Some states allow bankers to borrow 25 percent of the capital account - and that is not aggregate. For example, a banker could borrow 25 percent for himself, a business he controls could borrow another 25 percent from his bank, and if he seeks office, the campaign committee can also borrow 25 percent.

Currently, there is no statutory limit to the amount that a bank insider can borrow for himself and his interest.

The American Bankers Association's chief lobbist, Gerald Lowrie, says his organization will try to defeat the 10 percent borrowing limit when the bill reaches the House floor. The ABA wants the states to continue to set the limits, and Lowrie says he will enlist the aid of the lobbist for the Conference of State Superintendents of Banks in fighting the bill's lending limitaion.

The ABA has endorsed a milder bank bill the Senate passed last year before the full extent of Lance's banking activities was revealed. After the House's financial institutions reform bill is voted on the floor, House and Senate banking conferees will hammer out the final legislative package.

The House Banking Committee is scheduled to resume work on the bill July 11. The only uncompleted section would set limits on access by government investigators to a citizen's bank records.

Rep. Fernand St Germain (D.R.I.) the bill's author, tried to move beyondthe Lance legacy and attack other aspects of banking establishment.

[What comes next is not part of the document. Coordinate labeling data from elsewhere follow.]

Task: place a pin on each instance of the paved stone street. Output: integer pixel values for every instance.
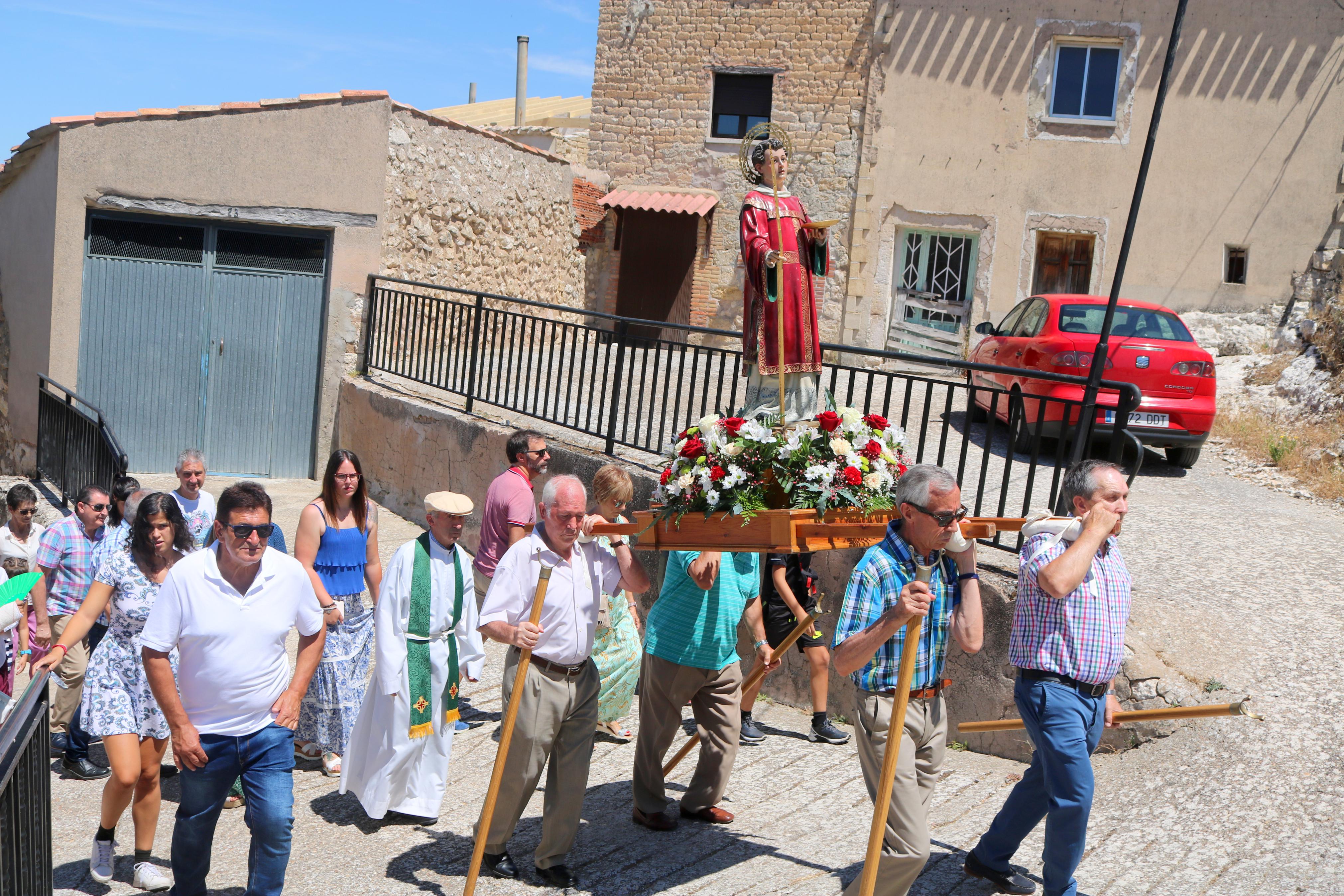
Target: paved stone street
(1233, 582)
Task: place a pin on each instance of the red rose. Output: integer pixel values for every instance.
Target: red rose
(694, 448)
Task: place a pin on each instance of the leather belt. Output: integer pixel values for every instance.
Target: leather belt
(1082, 687)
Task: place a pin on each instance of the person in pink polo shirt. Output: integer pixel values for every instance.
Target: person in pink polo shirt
(510, 506)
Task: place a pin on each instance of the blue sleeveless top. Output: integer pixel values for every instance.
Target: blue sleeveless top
(340, 559)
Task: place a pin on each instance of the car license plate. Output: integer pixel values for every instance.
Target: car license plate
(1143, 418)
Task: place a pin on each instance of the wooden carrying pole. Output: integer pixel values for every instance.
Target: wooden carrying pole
(1211, 711)
(746, 686)
(525, 660)
(896, 737)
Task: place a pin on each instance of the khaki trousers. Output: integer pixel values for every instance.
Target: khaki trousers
(905, 848)
(557, 719)
(717, 704)
(70, 671)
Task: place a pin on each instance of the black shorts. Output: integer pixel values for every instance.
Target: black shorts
(780, 624)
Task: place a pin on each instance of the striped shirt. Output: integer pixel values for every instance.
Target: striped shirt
(874, 587)
(1081, 636)
(68, 551)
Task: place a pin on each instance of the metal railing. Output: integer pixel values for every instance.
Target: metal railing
(642, 391)
(76, 447)
(26, 796)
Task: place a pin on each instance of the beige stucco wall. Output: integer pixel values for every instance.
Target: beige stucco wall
(27, 221)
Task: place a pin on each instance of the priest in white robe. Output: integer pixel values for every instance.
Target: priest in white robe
(400, 747)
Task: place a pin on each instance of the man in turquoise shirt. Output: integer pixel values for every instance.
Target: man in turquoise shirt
(690, 655)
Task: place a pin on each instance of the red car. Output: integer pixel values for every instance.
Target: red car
(1150, 347)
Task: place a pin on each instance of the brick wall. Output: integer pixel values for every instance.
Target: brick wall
(651, 117)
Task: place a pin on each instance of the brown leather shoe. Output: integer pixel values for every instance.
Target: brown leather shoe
(713, 815)
(655, 821)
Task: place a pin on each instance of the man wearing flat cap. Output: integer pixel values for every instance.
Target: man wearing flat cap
(425, 640)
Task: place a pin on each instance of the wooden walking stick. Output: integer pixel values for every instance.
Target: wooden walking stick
(525, 660)
(896, 737)
(751, 683)
(1210, 711)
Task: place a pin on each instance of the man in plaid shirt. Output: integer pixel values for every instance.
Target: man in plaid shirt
(1068, 643)
(881, 598)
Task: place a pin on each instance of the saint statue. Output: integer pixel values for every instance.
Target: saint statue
(784, 265)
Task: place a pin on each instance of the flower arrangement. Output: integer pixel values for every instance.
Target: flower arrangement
(842, 458)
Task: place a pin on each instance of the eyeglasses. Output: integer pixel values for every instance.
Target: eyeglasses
(943, 518)
(244, 531)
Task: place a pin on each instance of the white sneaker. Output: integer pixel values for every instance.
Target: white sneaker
(100, 864)
(150, 878)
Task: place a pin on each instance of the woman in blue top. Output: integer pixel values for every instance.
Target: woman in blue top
(338, 545)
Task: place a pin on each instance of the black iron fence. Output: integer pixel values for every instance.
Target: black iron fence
(592, 374)
(76, 447)
(26, 796)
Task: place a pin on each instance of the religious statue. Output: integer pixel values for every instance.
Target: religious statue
(786, 258)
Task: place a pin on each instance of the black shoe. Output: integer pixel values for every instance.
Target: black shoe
(558, 876)
(84, 770)
(1007, 882)
(827, 734)
(501, 866)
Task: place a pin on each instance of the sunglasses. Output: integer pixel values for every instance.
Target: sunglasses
(944, 518)
(244, 531)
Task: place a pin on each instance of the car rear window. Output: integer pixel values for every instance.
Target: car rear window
(1140, 323)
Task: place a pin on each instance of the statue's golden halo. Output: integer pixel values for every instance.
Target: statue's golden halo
(756, 135)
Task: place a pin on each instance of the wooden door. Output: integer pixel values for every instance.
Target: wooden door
(1064, 264)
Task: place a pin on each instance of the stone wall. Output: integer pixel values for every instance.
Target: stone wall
(471, 210)
(652, 94)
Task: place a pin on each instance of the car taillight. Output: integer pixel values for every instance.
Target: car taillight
(1076, 359)
(1195, 369)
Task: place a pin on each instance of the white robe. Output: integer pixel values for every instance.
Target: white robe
(384, 766)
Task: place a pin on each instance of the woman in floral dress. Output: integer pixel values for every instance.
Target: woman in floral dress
(616, 649)
(117, 703)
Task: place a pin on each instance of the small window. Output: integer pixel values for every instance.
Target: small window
(1236, 267)
(1085, 82)
(741, 103)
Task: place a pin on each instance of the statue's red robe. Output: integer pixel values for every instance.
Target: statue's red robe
(805, 262)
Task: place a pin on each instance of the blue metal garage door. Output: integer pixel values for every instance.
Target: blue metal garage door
(205, 336)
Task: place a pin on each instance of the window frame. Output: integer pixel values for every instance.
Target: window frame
(1082, 104)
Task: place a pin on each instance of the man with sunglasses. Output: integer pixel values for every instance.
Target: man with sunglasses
(881, 598)
(66, 562)
(228, 610)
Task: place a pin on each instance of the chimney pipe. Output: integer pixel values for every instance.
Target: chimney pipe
(521, 90)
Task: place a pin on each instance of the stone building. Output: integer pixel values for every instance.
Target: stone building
(979, 152)
(201, 273)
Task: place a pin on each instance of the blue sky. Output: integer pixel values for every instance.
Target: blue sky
(80, 57)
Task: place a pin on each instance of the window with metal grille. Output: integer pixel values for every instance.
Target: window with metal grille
(121, 238)
(740, 104)
(1085, 82)
(1236, 267)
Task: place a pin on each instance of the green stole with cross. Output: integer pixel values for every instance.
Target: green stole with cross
(419, 666)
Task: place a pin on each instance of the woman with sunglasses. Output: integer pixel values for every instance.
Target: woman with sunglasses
(117, 703)
(338, 546)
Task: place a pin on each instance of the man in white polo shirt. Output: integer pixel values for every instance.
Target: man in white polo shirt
(228, 610)
(558, 711)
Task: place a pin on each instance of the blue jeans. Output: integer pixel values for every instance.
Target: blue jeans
(1065, 727)
(265, 761)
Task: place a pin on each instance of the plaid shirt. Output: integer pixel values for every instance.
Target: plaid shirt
(1081, 636)
(874, 587)
(68, 551)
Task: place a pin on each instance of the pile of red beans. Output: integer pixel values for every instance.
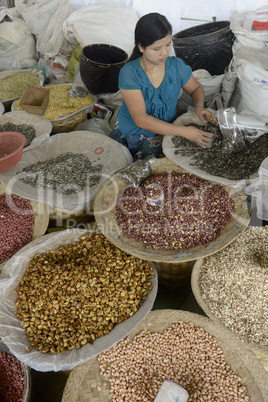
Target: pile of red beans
(192, 212)
(16, 224)
(12, 378)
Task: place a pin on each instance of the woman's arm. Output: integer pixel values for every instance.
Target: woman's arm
(196, 91)
(136, 106)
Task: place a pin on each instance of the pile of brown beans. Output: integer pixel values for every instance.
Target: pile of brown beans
(12, 379)
(16, 224)
(184, 353)
(192, 212)
(78, 292)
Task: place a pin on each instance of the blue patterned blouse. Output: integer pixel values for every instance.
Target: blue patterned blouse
(160, 102)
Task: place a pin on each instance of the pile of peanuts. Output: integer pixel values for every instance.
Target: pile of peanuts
(78, 292)
(60, 103)
(184, 353)
(192, 212)
(12, 379)
(16, 224)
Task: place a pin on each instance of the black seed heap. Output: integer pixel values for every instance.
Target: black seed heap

He tried to close the loophole in the ClaytonAct that allows the exchange of board members between banks and insurance companies, the two country's most powerful financial institutions.

This failed but the bill would prohibit interlocking directors among depository institutions, such as banks, savings and loans associations, and credit unions.

St Germain also failed to win approval of a provision to halt the rapid growth of bank holding companies, which now control 70.8 percent of the country's total bank deposits.

The committee excised the section of the bill that would have empowered the Federal Reserve Board, which regulated bank holding complains, to turn down an acquistion request by a banking company if it would give the company more than 20 percent of the total deposits in its state.